Urbanisation et Préservation de la Ville-Parc

La spécificité exceptionnelle du Vésinet, en tant que ville-parc, a été menacée par l'urbanisation forcenée des communes voisines, avec des opérations immobilières de tout genre aux portes de la commune dans la plaine de Montesson, sans aucun souci des infrastructures nécessaires. Cependant, les habitants pensaient être protégés.

Mais depuis le 1er octobre 2012, le quartier est traversé par d'énormes autobus (12 tonnes), bruyants et polluants, de la ligne 19, au rythme de 94 passages par jour allers et retours, quasi vides aux heures creuses. Afin de leur « ouvrir la route » dans des rues trop étroites pour des véhicules de cette taille, la municipalité de l’époque a instauré dans la foulée un système de sens interdits et de stationnement non alterné. Cela a facilité et donc pérennisé le passage des bus, augmenté leur vitesse de circulation et mis en danger piétons et enfants sur le trajet des écoles. Ce chemin est devenu un axe de passage pour les habitants des communes voisines, ce qui a augmenté sensiblement le trafic de véhicules particuliers.

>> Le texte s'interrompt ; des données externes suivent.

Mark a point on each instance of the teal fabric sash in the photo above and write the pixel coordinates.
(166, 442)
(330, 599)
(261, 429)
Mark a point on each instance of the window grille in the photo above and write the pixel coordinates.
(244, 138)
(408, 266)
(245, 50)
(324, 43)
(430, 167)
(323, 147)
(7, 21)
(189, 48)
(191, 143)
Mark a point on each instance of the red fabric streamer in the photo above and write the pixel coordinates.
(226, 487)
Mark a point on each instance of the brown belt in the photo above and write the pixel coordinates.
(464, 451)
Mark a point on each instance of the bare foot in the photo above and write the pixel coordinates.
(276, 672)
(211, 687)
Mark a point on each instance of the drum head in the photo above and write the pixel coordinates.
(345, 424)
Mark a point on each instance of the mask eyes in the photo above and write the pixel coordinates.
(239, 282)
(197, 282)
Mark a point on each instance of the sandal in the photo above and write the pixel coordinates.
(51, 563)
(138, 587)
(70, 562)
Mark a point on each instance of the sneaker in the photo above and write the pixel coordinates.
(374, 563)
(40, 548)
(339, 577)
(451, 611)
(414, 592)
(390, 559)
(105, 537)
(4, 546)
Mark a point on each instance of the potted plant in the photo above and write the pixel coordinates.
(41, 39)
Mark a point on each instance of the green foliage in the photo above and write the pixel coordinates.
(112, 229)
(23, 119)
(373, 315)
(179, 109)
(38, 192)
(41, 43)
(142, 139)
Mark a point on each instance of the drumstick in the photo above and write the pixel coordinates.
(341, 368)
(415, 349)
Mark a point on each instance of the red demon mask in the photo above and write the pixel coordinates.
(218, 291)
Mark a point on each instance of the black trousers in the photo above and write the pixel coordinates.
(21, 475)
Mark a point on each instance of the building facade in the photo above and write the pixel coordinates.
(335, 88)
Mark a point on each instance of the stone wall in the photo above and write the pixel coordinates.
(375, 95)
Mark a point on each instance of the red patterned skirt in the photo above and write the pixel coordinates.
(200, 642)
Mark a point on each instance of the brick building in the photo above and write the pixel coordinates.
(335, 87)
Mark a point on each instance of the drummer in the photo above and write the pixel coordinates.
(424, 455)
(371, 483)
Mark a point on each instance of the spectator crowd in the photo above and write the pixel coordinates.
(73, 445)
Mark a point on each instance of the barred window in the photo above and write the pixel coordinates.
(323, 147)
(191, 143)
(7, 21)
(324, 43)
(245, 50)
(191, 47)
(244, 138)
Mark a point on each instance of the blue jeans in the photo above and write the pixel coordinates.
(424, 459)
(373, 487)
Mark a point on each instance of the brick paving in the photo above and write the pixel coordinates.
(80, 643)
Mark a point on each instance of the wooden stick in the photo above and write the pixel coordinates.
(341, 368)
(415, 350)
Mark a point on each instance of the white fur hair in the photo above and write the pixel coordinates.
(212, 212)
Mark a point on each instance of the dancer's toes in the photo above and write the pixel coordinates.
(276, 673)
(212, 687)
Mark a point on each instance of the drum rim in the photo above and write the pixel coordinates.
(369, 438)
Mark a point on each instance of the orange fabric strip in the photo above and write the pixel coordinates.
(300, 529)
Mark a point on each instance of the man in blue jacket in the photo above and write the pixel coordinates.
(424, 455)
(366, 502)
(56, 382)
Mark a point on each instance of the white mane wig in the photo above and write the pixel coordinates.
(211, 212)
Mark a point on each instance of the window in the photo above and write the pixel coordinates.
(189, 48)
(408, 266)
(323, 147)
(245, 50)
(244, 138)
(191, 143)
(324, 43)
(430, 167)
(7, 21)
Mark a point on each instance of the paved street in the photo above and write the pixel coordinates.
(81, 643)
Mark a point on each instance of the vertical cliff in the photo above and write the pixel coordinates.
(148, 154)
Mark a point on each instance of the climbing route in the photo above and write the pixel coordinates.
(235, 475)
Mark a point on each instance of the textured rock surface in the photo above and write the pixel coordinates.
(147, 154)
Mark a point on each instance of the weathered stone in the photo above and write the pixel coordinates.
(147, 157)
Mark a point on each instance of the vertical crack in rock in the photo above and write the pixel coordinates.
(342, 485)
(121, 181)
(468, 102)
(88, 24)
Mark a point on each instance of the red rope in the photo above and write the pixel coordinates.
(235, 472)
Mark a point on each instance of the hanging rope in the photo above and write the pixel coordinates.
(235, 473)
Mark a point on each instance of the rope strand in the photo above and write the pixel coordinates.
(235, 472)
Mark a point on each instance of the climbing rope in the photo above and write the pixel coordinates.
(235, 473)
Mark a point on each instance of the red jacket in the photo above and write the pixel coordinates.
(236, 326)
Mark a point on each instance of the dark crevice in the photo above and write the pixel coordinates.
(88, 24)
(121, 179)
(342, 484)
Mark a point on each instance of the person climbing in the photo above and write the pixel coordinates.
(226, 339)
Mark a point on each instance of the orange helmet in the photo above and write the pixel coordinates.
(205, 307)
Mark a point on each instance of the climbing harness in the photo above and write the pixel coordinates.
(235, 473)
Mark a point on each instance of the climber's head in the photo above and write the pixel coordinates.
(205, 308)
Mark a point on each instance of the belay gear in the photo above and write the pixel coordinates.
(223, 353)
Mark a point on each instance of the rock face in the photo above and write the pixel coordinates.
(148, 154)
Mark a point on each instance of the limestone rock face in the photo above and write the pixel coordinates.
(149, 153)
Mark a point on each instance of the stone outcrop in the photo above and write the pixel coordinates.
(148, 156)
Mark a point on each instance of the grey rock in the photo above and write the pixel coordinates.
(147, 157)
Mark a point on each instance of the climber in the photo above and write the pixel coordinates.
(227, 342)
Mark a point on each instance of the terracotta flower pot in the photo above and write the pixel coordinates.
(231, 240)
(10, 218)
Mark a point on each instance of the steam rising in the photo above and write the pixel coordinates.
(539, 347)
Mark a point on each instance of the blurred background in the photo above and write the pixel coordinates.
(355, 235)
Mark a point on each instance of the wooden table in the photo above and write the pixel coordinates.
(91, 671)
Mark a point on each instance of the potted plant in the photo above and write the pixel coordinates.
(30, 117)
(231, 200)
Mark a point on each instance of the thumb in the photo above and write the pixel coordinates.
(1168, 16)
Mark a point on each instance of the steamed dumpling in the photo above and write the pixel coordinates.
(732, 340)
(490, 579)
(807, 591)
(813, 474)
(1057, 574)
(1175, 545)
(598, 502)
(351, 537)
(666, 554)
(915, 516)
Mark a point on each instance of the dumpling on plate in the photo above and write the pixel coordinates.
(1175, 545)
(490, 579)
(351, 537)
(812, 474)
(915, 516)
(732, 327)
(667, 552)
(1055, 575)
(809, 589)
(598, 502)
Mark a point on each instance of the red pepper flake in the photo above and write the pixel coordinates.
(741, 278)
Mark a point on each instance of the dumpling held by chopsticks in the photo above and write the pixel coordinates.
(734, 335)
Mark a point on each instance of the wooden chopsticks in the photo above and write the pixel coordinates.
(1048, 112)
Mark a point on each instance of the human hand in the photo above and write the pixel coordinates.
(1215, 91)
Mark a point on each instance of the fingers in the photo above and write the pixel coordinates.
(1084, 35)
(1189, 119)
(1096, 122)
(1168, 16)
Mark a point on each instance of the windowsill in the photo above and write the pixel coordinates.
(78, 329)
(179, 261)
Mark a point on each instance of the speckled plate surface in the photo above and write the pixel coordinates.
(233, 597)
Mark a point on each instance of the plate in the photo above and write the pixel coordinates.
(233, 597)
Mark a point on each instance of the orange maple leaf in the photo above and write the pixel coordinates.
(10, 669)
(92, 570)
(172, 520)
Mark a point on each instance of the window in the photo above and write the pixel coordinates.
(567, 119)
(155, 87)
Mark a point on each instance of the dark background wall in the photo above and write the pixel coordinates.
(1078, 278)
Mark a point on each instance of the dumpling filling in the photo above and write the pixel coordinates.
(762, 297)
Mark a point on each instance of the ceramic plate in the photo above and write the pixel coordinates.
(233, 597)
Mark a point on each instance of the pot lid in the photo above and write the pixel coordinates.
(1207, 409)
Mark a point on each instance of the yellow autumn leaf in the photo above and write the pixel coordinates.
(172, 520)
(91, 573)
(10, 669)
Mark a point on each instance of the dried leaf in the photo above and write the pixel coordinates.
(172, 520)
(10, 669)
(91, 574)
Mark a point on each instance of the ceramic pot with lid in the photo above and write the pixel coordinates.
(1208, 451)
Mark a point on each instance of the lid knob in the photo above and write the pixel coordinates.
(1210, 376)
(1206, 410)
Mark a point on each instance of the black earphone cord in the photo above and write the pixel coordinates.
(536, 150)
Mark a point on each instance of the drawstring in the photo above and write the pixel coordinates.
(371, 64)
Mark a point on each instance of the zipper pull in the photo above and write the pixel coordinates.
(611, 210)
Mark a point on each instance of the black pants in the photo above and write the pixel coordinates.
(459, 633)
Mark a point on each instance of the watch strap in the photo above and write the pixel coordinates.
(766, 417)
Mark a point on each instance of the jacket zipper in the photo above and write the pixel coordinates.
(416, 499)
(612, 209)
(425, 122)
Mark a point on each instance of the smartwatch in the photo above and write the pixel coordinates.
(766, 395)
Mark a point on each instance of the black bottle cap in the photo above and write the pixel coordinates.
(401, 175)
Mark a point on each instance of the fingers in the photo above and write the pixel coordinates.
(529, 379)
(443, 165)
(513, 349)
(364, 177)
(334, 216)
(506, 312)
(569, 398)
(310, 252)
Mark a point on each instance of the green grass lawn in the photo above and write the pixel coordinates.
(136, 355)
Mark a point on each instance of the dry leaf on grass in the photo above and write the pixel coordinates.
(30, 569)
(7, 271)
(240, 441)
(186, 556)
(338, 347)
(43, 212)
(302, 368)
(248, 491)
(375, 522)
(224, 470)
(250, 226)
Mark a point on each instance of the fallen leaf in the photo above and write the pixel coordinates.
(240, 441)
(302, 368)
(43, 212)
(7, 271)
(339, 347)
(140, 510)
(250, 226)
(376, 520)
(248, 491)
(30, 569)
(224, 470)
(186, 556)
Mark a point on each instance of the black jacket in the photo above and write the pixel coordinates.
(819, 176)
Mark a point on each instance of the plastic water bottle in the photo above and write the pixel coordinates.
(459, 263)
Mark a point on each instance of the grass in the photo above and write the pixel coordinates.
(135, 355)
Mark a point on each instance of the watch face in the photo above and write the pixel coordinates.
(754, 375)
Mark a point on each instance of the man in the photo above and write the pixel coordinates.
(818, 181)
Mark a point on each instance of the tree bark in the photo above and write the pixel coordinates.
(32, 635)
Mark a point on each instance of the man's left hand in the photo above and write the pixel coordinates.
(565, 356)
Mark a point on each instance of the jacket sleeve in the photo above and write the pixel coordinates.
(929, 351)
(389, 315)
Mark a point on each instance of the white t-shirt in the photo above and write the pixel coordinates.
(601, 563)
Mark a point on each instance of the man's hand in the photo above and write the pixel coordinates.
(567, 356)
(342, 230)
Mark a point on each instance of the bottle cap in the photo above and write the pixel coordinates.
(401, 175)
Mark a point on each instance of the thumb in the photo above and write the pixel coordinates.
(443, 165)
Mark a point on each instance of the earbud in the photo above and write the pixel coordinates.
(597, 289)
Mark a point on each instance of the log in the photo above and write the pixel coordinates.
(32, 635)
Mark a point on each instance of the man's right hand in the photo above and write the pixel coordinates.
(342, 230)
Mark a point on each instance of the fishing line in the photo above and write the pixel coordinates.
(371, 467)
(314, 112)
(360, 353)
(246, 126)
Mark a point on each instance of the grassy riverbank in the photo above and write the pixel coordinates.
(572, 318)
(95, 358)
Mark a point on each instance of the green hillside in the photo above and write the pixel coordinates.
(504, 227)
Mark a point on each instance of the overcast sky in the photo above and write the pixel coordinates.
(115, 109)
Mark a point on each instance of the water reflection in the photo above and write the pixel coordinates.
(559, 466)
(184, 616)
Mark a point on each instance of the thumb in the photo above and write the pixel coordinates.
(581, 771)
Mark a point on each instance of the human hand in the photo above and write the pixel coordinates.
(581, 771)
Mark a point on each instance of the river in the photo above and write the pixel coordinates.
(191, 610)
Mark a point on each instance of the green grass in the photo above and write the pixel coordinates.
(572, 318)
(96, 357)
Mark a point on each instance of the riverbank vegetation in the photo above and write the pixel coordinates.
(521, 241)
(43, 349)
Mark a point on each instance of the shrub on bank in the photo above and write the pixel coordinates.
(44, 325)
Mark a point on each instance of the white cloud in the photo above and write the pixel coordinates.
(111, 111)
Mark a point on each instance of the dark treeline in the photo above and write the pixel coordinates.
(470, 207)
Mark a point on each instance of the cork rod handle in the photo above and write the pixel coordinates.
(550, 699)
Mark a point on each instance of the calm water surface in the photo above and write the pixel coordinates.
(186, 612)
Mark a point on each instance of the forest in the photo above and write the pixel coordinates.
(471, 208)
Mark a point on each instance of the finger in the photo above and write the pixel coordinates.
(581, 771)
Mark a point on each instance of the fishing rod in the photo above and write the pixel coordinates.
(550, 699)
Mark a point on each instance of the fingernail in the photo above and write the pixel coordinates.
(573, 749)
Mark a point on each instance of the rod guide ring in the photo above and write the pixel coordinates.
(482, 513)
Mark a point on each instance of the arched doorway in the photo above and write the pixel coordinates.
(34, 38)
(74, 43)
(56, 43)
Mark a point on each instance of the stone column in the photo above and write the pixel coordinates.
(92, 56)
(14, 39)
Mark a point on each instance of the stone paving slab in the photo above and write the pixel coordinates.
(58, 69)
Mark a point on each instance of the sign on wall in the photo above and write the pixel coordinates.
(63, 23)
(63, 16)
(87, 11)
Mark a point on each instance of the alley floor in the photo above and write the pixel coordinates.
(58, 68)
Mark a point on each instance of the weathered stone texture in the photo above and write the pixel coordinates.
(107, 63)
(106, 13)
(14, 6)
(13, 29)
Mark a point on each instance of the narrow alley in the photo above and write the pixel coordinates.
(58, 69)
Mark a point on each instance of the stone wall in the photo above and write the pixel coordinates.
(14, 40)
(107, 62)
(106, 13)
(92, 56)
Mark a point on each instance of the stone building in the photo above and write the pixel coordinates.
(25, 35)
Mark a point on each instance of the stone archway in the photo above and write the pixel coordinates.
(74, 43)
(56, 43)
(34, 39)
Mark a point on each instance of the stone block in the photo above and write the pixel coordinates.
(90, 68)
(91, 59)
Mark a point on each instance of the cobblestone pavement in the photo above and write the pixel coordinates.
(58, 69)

L’intense campagne d’information entreprise par les associations et la publication de leurs travaux sur leur site ont fortement sensibilisé les Vésigondins et les conseillers municipaux. Onze d’entre eux, en désaccord avec le maire sortant, ont finalement donné leur démission le 11 février 2013, entraînant de nouvelles élections municipales. Les Vésigondins ont été informés des positions de chacun des candidats sur le sujet qui les mobilisaient : la défense de la spécificité de la Ville-Parc, notamment au travers d’un PLU qui en tiendrait compte et d’une politique de transports adaptée. De mai à juillet 2013, un travail acharné a été mené avec les autres associations de défense du site et les services de l’urbanisme de la ville pour l’élaboration d’un nouveau projet de PLU, cette fois protecteur pour Le Vésinet. Les finances sont durablement contraintes, alors que les besoins pour l’entretien de la ville-parc et pour les projets sont de plus en plus importants.